Legacy AVL system? It’s okay, join the club.

If you work with real-time transit data, you’ve probably heard the steadily-increasing call for data producers to release their data in open, standardized formats like GTFS-realtime and SIRI. But how do you actually make your data available in those formats? Some AVL vendors are beginning to include standards-compliant APIs in their products, and that’s great for agencies considering a new system or major upgrade. But what about the massive installed base of legacy AVL systems which have few open interfaces, if any?

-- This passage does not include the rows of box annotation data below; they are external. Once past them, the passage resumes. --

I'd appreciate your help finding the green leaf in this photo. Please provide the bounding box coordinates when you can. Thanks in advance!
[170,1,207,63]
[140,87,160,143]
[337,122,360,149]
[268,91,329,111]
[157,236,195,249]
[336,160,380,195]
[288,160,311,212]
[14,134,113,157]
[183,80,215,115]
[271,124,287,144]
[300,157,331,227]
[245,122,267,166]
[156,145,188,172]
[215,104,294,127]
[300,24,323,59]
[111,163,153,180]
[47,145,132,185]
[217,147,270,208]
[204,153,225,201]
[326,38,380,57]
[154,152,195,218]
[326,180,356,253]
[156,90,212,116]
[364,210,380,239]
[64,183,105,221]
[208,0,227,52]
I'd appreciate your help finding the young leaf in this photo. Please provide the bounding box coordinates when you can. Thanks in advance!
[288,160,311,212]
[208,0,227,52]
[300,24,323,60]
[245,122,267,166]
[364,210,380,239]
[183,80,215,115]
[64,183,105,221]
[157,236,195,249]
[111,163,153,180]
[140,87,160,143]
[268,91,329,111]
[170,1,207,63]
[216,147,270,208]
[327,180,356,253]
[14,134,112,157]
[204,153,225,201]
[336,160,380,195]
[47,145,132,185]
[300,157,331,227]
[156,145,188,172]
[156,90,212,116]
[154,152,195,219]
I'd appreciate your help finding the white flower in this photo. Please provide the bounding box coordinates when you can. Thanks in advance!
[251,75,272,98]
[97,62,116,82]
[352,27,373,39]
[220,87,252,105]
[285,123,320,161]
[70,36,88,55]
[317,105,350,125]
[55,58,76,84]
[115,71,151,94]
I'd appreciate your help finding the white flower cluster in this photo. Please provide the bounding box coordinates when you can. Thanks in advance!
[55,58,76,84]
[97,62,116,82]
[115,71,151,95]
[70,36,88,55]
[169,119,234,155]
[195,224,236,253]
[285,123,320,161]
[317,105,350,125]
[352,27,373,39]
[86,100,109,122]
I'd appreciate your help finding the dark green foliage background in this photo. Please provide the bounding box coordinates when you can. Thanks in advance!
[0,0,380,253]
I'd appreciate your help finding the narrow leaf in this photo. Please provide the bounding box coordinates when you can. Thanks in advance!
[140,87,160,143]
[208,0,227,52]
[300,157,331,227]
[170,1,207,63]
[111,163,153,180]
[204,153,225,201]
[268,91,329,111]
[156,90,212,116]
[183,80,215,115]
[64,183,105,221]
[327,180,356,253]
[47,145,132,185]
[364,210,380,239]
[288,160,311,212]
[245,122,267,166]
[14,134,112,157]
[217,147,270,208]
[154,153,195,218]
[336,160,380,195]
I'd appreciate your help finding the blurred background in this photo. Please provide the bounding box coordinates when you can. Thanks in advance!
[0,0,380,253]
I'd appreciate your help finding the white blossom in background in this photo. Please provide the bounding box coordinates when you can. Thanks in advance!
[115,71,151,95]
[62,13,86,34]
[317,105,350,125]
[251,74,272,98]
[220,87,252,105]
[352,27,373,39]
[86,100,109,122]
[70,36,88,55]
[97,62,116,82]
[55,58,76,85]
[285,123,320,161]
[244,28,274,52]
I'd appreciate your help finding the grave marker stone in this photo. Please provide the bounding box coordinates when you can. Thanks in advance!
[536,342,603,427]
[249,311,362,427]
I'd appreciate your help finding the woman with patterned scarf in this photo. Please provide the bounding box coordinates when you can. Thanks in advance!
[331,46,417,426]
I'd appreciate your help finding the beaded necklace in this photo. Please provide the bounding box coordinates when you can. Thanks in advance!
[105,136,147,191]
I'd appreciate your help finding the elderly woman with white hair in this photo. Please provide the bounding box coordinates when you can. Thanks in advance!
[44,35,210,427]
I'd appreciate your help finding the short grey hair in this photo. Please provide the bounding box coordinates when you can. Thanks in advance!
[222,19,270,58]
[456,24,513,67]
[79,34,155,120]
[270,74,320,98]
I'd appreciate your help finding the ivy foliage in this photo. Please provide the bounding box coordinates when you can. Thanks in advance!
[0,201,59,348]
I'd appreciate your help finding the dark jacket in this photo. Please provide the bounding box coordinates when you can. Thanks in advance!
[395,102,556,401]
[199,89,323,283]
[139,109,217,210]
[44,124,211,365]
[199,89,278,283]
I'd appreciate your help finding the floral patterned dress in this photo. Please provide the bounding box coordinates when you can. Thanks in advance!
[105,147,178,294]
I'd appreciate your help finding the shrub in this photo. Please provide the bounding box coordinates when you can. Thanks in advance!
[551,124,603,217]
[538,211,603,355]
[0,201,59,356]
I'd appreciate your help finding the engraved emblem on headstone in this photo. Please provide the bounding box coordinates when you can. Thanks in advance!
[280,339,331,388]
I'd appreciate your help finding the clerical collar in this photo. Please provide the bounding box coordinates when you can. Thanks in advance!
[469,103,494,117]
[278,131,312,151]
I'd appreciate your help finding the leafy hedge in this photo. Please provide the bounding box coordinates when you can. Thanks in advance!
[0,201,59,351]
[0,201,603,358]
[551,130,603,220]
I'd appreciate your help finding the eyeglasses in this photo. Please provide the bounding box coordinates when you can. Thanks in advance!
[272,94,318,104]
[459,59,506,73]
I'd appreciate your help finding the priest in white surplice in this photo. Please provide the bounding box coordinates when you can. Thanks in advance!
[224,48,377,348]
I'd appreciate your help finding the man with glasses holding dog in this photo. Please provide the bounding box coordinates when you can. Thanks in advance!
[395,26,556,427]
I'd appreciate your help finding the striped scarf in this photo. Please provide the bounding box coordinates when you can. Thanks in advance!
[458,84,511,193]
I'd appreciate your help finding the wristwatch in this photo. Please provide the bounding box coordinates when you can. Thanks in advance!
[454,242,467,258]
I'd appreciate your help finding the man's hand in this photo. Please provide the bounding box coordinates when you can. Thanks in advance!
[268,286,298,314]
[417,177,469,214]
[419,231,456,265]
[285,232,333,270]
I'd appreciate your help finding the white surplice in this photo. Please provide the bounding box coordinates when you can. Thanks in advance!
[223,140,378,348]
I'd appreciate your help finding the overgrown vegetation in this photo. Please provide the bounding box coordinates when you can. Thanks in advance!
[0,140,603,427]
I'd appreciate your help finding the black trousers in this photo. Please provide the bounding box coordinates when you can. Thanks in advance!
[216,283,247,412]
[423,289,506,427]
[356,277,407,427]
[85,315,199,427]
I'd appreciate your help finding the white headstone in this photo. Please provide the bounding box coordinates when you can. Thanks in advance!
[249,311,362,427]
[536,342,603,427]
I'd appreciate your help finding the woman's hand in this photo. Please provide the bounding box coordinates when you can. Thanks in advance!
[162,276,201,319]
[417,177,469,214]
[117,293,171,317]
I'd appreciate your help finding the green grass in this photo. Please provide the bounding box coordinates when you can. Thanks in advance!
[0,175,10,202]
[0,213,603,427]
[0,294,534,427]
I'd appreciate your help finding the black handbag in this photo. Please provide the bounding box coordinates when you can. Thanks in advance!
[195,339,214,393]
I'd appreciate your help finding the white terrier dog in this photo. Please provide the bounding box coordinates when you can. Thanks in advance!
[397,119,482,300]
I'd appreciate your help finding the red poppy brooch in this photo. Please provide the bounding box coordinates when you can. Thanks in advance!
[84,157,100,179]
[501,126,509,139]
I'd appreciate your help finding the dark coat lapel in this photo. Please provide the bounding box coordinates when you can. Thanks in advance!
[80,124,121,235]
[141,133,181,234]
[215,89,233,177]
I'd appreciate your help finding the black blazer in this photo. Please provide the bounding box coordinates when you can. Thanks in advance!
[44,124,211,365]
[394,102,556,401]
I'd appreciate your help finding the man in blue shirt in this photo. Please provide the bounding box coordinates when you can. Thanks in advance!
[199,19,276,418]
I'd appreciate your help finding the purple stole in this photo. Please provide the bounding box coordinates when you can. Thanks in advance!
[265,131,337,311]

Fortunately, there are ways to get data out of almost any AVL system, whether it was explicitly designed with open interfaces or not. Some of these techniques are more technologically sound than others, and some may require some relatively tricky programming, but if you can find the right software developer, almost any problem is soluble.

Here are five key strategies for extracting information from an AVL system. The first three are strongly recommended, while the last two should only be undertaken if no better interface is available, and if you have adequate technical support to implement a more complex solution.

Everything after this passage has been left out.